The drcachesim tool is a work in progress. We welcome contributions in these areas of missing functionality:

Cache coherence (https://github.com/DynamoRIO/dynamorio/issues/1726)
Multi-process online application simulation on Windows (https://github.com/DynamoRIO/dynamorio/issues/1727)
Arbitrary cache hierarchy support via an input config file (https://github.com/DynamoRIO/dynamorio/issues/1715)
Offline traces do not currently accurately record instruction fetches in dynamically generated code (https://github.com/DynamoRIO/dynamorio/issues/2062). All data references are included, but instruction fetches may be skipped. This problem is limited to offline traces.
Application phase marking is not yet implemented (https://github.com/DynamoRIO/dynamorio/issues/2478).

Comparison to Other Simulators

drcachesim is one of the few simulators to support multiple processes. This feature requires an out-of-process simulator and inter-process communication. A single-process design would incur less overhead. Thus, we expect drcachesim to pay for its multi-process support with potentially unfavorable performance versus single-process simulators.

When comparing cache hits, misses, and miss rates across simulators, the details can vary substantially. For example, some other simulators (such as cachegrind) do not split memory references that cross cache lines into multiple hits or misses, while drcachesim does split them. Instructions that reference multiple memory words on the same cache line (such as ldm on ARM) are considered to be single accesses by drcachesim, while other simulators (such as cachegrind) may split the accesses into separate pieces.

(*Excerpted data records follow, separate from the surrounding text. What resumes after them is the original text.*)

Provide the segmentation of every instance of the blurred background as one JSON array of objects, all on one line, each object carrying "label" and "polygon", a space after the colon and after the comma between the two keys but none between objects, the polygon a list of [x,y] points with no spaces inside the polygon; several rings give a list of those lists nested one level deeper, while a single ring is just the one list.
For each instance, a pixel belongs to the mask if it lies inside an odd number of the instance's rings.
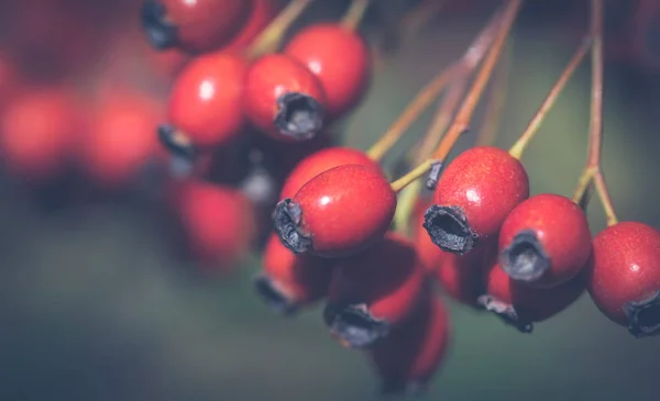
[{"label": "blurred background", "polygon": [[[383,21],[415,4],[374,2],[364,23],[370,38],[386,35]],[[363,103],[333,127],[342,143],[367,148],[426,81],[461,56],[499,2],[446,3],[415,35],[386,41]],[[607,3],[604,171],[619,218],[658,227],[660,7]],[[296,26],[336,20],[346,4],[319,0]],[[136,0],[0,0],[0,130],[47,113],[56,116],[44,121],[57,124],[63,112],[7,112],[43,88],[72,91],[78,103],[64,110],[85,118],[79,136],[61,141],[75,152],[56,177],[43,174],[53,165],[21,164],[8,149],[24,147],[0,141],[0,399],[376,399],[365,358],[331,341],[319,308],[293,319],[268,310],[252,289],[256,252],[219,274],[187,257],[162,169],[143,159],[119,180],[130,156],[89,140],[108,130],[102,119],[114,121],[103,114],[108,103],[145,98],[160,115],[187,59],[150,49],[139,10]],[[525,129],[586,32],[586,0],[524,7],[497,145],[510,146]],[[573,191],[586,155],[588,73],[584,63],[522,158],[535,193]],[[474,142],[481,114],[454,154]],[[395,164],[429,122],[430,115],[420,119],[386,161]],[[64,146],[43,141],[40,148]],[[145,154],[157,159],[155,147]],[[605,226],[597,202],[588,214],[594,233]],[[588,296],[531,335],[451,301],[450,309],[453,346],[429,400],[658,398],[660,342],[632,338]]]}]

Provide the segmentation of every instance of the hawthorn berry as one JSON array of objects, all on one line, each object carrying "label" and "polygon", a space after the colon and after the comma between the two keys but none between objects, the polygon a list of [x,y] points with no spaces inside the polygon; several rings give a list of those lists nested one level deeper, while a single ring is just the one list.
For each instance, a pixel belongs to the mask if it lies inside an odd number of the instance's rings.
[{"label": "hawthorn berry", "polygon": [[84,122],[78,101],[65,87],[21,91],[0,115],[4,165],[29,180],[62,174]]},{"label": "hawthorn berry", "polygon": [[298,60],[270,54],[248,70],[243,111],[263,133],[280,141],[305,141],[323,126],[326,92]]},{"label": "hawthorn berry", "polygon": [[[245,118],[241,108],[248,62],[228,53],[195,58],[179,74],[169,94],[167,116],[172,125],[164,142],[176,153],[180,146],[208,148],[241,134]],[[173,131],[186,136],[172,141]],[[169,141],[168,141],[169,140]]]},{"label": "hawthorn berry", "polygon": [[230,43],[253,7],[252,0],[145,0],[142,29],[156,49],[205,53]]},{"label": "hawthorn berry", "polygon": [[332,264],[332,259],[296,255],[272,234],[262,256],[262,272],[256,276],[254,286],[273,310],[294,313],[328,294]]},{"label": "hawthorn berry", "polygon": [[475,146],[444,169],[424,227],[442,250],[465,255],[493,237],[508,213],[529,197],[520,161],[493,146]]},{"label": "hawthorn berry", "polygon": [[293,198],[314,177],[343,165],[362,165],[384,175],[381,166],[364,152],[351,147],[330,147],[312,153],[296,165],[282,187],[280,199]]},{"label": "hawthorn berry", "polygon": [[153,98],[132,90],[116,90],[92,109],[89,134],[79,142],[79,156],[96,183],[117,188],[143,172],[148,164],[164,160],[154,135],[162,107]]},{"label": "hawthorn berry", "polygon": [[369,249],[338,260],[323,320],[344,346],[370,347],[410,318],[425,291],[415,246],[388,232]]},{"label": "hawthorn berry", "polygon": [[558,314],[575,302],[585,289],[584,270],[566,282],[534,288],[513,280],[494,263],[485,269],[486,293],[479,303],[521,333],[531,333],[534,323]]},{"label": "hawthorn berry", "polygon": [[408,322],[394,327],[369,352],[385,394],[424,392],[447,356],[451,341],[449,312],[440,298],[425,298]]},{"label": "hawthorn berry", "polygon": [[193,257],[210,272],[228,272],[252,246],[251,202],[239,190],[197,180],[177,189],[176,212]]},{"label": "hawthorn berry", "polygon": [[622,222],[600,232],[587,264],[596,307],[636,337],[660,334],[660,232]]},{"label": "hawthorn berry", "polygon": [[337,119],[362,98],[371,76],[369,49],[354,30],[319,23],[298,32],[284,53],[305,64],[321,81],[328,116]]},{"label": "hawthorn berry", "polygon": [[343,257],[383,237],[396,210],[396,193],[382,174],[344,165],[309,180],[275,207],[279,237],[294,253]]},{"label": "hawthorn berry", "polygon": [[568,281],[584,267],[591,250],[586,215],[559,194],[522,201],[499,231],[499,266],[514,280],[535,287]]}]

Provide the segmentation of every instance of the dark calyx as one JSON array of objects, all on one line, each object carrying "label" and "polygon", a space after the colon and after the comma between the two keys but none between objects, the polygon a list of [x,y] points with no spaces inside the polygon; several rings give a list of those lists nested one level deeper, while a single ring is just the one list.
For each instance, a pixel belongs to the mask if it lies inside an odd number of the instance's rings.
[{"label": "dark calyx", "polygon": [[310,140],[323,127],[323,107],[310,96],[284,93],[277,99],[274,124],[284,136]]},{"label": "dark calyx", "polygon": [[534,324],[520,319],[514,305],[502,302],[490,294],[480,296],[476,302],[486,311],[495,313],[504,323],[516,327],[520,333],[531,333],[534,331]]},{"label": "dark calyx", "polygon": [[298,310],[297,305],[264,274],[254,278],[254,289],[266,304],[279,314],[289,315]]},{"label": "dark calyx", "polygon": [[284,246],[295,254],[302,254],[311,249],[311,238],[300,233],[300,205],[289,198],[280,200],[273,211],[273,224]]},{"label": "dark calyx", "polygon": [[333,336],[351,348],[367,348],[389,333],[389,323],[374,319],[364,304],[329,303],[323,320]]},{"label": "dark calyx", "polygon": [[424,214],[422,225],[433,244],[444,252],[465,255],[479,243],[479,235],[470,227],[460,207],[433,204]]},{"label": "dark calyx", "polygon": [[142,4],[142,29],[148,43],[158,51],[176,45],[176,26],[167,21],[166,11],[157,0],[145,0]]},{"label": "dark calyx", "polygon": [[499,264],[512,279],[534,282],[550,269],[550,257],[535,232],[524,230],[502,250]]},{"label": "dark calyx", "polygon": [[628,302],[623,308],[628,316],[628,331],[637,338],[660,335],[660,290],[639,302]]}]

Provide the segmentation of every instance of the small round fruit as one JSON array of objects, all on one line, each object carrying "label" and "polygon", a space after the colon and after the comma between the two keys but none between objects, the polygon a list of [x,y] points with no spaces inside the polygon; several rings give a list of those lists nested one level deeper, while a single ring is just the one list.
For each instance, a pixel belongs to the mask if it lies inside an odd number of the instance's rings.
[{"label": "small round fruit", "polygon": [[388,232],[363,253],[338,261],[323,320],[344,346],[370,347],[406,322],[426,291],[415,246]]},{"label": "small round fruit", "polygon": [[383,175],[344,165],[309,180],[279,201],[275,230],[294,253],[323,257],[355,254],[381,240],[394,218],[396,193]]},{"label": "small round fruit", "polygon": [[472,147],[440,176],[424,226],[442,250],[465,255],[495,236],[527,197],[529,178],[518,159],[497,147]]},{"label": "small round fruit", "polygon": [[154,48],[198,54],[230,43],[253,7],[252,0],[145,0],[141,21]]},{"label": "small round fruit", "polygon": [[660,334],[660,232],[622,222],[600,232],[587,264],[596,307],[636,337]]},{"label": "small round fruit", "polygon": [[532,288],[513,280],[498,264],[485,274],[486,293],[479,303],[521,333],[531,333],[534,323],[548,320],[574,303],[585,289],[585,275],[551,288]]},{"label": "small round fruit", "polygon": [[499,231],[499,266],[514,280],[535,287],[570,280],[591,250],[586,215],[559,194],[541,193],[522,201]]},{"label": "small round fruit", "polygon": [[371,76],[369,49],[358,32],[318,23],[298,32],[284,53],[305,64],[321,81],[329,118],[340,118],[360,101]]},{"label": "small round fruit", "polygon": [[321,82],[292,57],[266,55],[248,70],[243,111],[255,127],[276,140],[314,137],[323,127],[324,108]]},{"label": "small round fruit", "polygon": [[290,314],[328,294],[332,264],[331,259],[314,255],[296,255],[272,234],[263,253],[262,272],[256,276],[254,286],[274,311]]},{"label": "small round fruit", "polygon": [[448,354],[449,312],[438,297],[425,298],[408,322],[369,353],[384,394],[422,393]]}]

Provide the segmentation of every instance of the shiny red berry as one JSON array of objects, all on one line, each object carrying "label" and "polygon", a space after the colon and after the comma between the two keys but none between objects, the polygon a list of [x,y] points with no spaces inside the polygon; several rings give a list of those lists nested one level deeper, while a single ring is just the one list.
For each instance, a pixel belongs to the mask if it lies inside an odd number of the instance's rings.
[{"label": "shiny red berry", "polygon": [[339,118],[360,101],[369,85],[369,49],[353,30],[319,23],[298,32],[284,53],[305,64],[321,81],[329,118]]},{"label": "shiny red berry", "polygon": [[535,287],[568,281],[584,267],[591,250],[586,215],[559,194],[522,201],[499,231],[499,266],[514,280]]},{"label": "shiny red berry", "polygon": [[495,236],[527,197],[529,179],[520,161],[497,147],[476,146],[440,176],[424,226],[442,250],[464,255]]},{"label": "shiny red berry", "polygon": [[369,352],[384,394],[422,393],[448,354],[449,312],[438,297],[425,298],[408,322]]},{"label": "shiny red berry", "polygon": [[238,190],[201,181],[178,187],[178,214],[193,256],[209,272],[228,272],[252,245],[251,202]]},{"label": "shiny red berry", "polygon": [[156,49],[210,52],[233,40],[253,7],[252,0],[145,0],[142,27]]},{"label": "shiny red berry", "polygon": [[381,166],[363,151],[351,147],[329,147],[312,153],[298,163],[284,182],[280,199],[293,198],[314,177],[343,165],[362,165],[384,175]]},{"label": "shiny red berry", "polygon": [[387,179],[362,165],[332,168],[277,203],[273,220],[295,253],[342,257],[383,237],[396,210]]},{"label": "shiny red berry", "polygon": [[255,127],[276,140],[314,137],[323,126],[324,108],[319,79],[289,56],[266,55],[248,70],[243,111]]},{"label": "shiny red berry", "polygon": [[485,271],[486,293],[480,304],[522,333],[531,333],[534,323],[558,314],[575,302],[585,289],[585,275],[551,288],[532,288],[513,280],[498,264]]},{"label": "shiny red berry", "polygon": [[241,134],[246,71],[248,62],[228,53],[200,56],[184,68],[172,88],[167,110],[170,130],[186,136],[182,146],[208,148]]},{"label": "shiny red berry", "polygon": [[255,289],[273,310],[294,313],[328,294],[332,265],[332,259],[292,253],[272,234],[262,256],[262,272],[254,280]]},{"label": "shiny red berry", "polygon": [[323,320],[344,346],[369,347],[406,322],[425,291],[415,246],[389,232],[365,252],[338,261]]},{"label": "shiny red berry", "polygon": [[600,232],[587,265],[587,288],[596,307],[630,334],[660,334],[660,232],[623,222]]}]

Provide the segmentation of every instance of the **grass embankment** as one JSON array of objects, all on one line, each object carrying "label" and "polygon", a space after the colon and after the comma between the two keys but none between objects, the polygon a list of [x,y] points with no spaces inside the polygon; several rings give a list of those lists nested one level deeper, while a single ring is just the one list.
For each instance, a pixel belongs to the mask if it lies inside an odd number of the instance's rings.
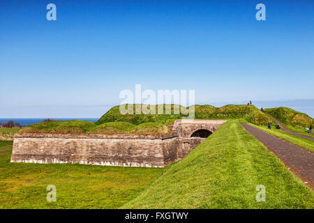
[{"label": "grass embankment", "polygon": [[265,109],[264,112],[281,122],[291,131],[314,137],[306,134],[306,128],[308,128],[311,125],[314,127],[314,119],[306,114],[285,107]]},{"label": "grass embankment", "polygon": [[0,128],[0,140],[13,140],[14,134],[20,129],[20,128]]},{"label": "grass embankment", "polygon": [[[73,134],[157,134],[171,131],[168,125],[174,120],[186,115],[174,114],[174,105],[171,107],[171,114],[166,114],[166,105],[161,105],[164,114],[136,114],[136,105],[133,105],[134,114],[122,114],[119,106],[110,109],[97,122],[79,120],[43,122],[31,125],[20,131],[21,133],[73,133]],[[179,111],[185,107],[178,106]],[[156,107],[158,113],[158,106]],[[242,118],[256,125],[264,125],[269,118],[253,105],[226,105],[215,107],[211,105],[195,105],[197,119],[234,119]]]},{"label": "grass embankment", "polygon": [[[171,105],[172,114],[165,114],[165,105],[163,106],[164,114],[157,114],[158,106],[156,106],[156,114],[135,114],[135,107],[133,105],[133,114],[122,114],[119,112],[119,106],[110,109],[96,123],[99,125],[108,122],[124,121],[134,125],[143,123],[160,123],[170,125],[175,119],[186,116],[179,112],[174,114],[174,107]],[[182,106],[177,105],[179,111],[188,109]],[[195,118],[196,119],[234,119],[244,118],[246,121],[257,124],[267,124],[269,118],[254,105],[229,105],[220,107],[211,105],[194,105]]]},{"label": "grass embankment", "polygon": [[[12,141],[0,141],[0,208],[117,208],[165,169],[11,163]],[[46,187],[57,187],[48,202]]]},{"label": "grass embankment", "polygon": [[259,126],[256,125],[253,125],[252,123],[249,123],[252,126],[255,128],[259,128],[264,132],[268,132],[276,137],[278,137],[281,139],[289,141],[293,144],[301,146],[305,149],[308,150],[309,151],[314,153],[314,141],[303,138],[301,137],[298,137],[288,132],[282,131],[281,130],[277,130],[276,128],[268,129],[264,126]]},{"label": "grass embankment", "polygon": [[119,121],[96,125],[91,121],[71,120],[33,124],[23,128],[19,133],[154,134],[170,132],[169,128],[158,123],[133,125],[127,122]]},{"label": "grass embankment", "polygon": [[[266,187],[257,202],[256,186]],[[173,164],[125,208],[314,208],[314,193],[230,121]]]}]

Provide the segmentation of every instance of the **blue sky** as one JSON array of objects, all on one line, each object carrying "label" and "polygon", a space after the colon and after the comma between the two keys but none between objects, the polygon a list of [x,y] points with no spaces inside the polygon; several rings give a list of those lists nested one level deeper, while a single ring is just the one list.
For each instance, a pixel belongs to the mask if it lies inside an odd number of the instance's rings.
[{"label": "blue sky", "polygon": [[313,15],[313,1],[3,0],[0,117],[98,117],[135,84],[196,103],[314,99]]}]

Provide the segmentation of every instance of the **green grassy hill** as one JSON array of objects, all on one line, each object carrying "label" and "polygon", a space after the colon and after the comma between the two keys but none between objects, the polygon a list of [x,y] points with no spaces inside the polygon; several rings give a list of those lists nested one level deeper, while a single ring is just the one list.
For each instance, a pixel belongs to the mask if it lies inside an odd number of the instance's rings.
[{"label": "green grassy hill", "polygon": [[311,124],[314,125],[314,120],[306,114],[288,107],[265,109],[264,112],[285,125],[297,128],[308,128]]},{"label": "green grassy hill", "polygon": [[[266,188],[265,202],[255,199],[258,185]],[[314,208],[313,203],[309,187],[239,121],[230,121],[121,208]]]},{"label": "green grassy hill", "polygon": [[[163,105],[165,110],[165,105]],[[180,109],[184,107],[179,106]],[[174,119],[179,119],[186,115],[173,114],[174,105],[172,105],[172,114],[135,114],[135,106],[133,106],[134,114],[121,114],[119,106],[112,107],[96,123],[124,121],[134,125],[151,122],[170,125]],[[157,114],[157,107],[156,108]],[[211,105],[195,105],[195,118],[197,119],[230,119],[244,118],[254,124],[267,124],[269,118],[254,105],[229,105],[220,107]]]},{"label": "green grassy hill", "polygon": [[[62,133],[62,134],[165,134],[170,132],[168,125],[174,120],[187,116],[181,113],[174,114],[174,105],[171,105],[171,114],[121,114],[119,106],[115,106],[106,112],[97,122],[80,120],[50,121],[39,123],[23,128],[20,133]],[[178,106],[178,105],[177,105]],[[178,106],[179,111],[183,107]],[[242,118],[255,125],[266,125],[270,120],[253,105],[225,105],[215,107],[211,105],[195,105],[195,118],[197,119],[234,119]]]}]

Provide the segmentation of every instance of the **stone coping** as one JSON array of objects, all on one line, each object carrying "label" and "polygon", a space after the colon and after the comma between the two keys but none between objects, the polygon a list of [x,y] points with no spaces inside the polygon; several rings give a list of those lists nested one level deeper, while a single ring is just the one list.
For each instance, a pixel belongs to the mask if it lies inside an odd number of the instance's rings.
[{"label": "stone coping", "polygon": [[14,138],[165,139],[178,137],[177,132],[163,134],[15,133]]}]

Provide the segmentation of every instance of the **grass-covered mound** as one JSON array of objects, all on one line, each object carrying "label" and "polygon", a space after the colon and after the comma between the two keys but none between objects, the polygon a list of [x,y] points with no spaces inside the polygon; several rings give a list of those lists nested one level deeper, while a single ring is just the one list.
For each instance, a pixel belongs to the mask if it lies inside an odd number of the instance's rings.
[{"label": "grass-covered mound", "polygon": [[306,114],[288,107],[280,107],[265,109],[264,111],[285,125],[297,128],[308,128],[310,125],[314,125],[314,120]]},{"label": "grass-covered mound", "polygon": [[71,120],[36,123],[23,128],[19,133],[61,134],[154,134],[170,132],[166,125],[158,123],[133,125],[127,122],[111,122],[96,125],[91,121]]},{"label": "grass-covered mound", "polygon": [[[163,109],[165,111],[165,105]],[[177,105],[178,106],[178,105]],[[178,106],[184,109],[184,107]],[[102,124],[108,122],[124,121],[134,125],[143,123],[160,123],[165,125],[171,124],[174,120],[181,118],[186,115],[174,114],[174,105],[171,105],[172,114],[157,114],[158,107],[156,107],[156,114],[135,114],[135,105],[133,105],[133,114],[121,114],[119,106],[110,109],[96,123]],[[188,107],[187,108],[188,109]],[[244,118],[256,125],[264,125],[269,118],[260,112],[254,105],[229,105],[220,107],[211,105],[195,105],[195,118],[197,119],[230,119]]]},{"label": "grass-covered mound", "polygon": [[[222,143],[223,142],[223,143]],[[266,189],[257,202],[256,187]],[[230,121],[123,208],[314,208],[314,193]]]},{"label": "grass-covered mound", "polygon": [[[120,112],[119,105],[112,107],[96,123],[99,125],[108,122],[124,121],[134,125],[144,123],[160,123],[165,125],[170,125],[174,120],[180,119],[183,116],[186,116],[181,113],[179,114],[174,114],[174,107],[173,105],[170,105],[171,106],[171,114],[165,114],[165,105],[161,105],[163,107],[163,114],[158,114],[158,105],[155,107],[155,114],[144,114],[142,112],[141,112],[140,114],[136,114],[135,109],[137,105],[133,105],[133,114],[122,114]],[[177,106],[181,109],[181,106]],[[149,106],[149,107],[150,107]]]},{"label": "grass-covered mound", "polygon": [[[165,134],[170,132],[168,125],[174,120],[188,115],[174,114],[175,106],[179,112],[188,109],[179,105],[168,105],[171,114],[165,113],[166,105],[162,105],[163,114],[136,114],[136,105],[133,105],[133,114],[122,114],[119,106],[115,106],[106,112],[97,122],[80,120],[47,121],[23,128],[20,133],[61,133],[61,134]],[[197,119],[234,119],[242,118],[255,125],[266,125],[270,120],[253,105],[225,105],[215,107],[211,105],[195,105],[195,118]]]}]

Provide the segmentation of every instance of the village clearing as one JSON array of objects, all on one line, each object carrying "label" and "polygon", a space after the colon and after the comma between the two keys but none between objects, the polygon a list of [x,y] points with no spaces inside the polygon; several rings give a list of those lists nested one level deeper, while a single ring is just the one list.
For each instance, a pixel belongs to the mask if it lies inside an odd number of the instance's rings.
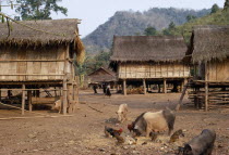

A final example involves string loop instructions on x86. drcachesim considers only the first iteration to involve an instruction fetch (presenting subsequent iterations as a "non-fetched instruction" which the simulator ignores: the basic_counts tool does show these as a separate statistics), while other simulators (incorrectly) issue a fetch to the instruction cache on every iteration of the string loop.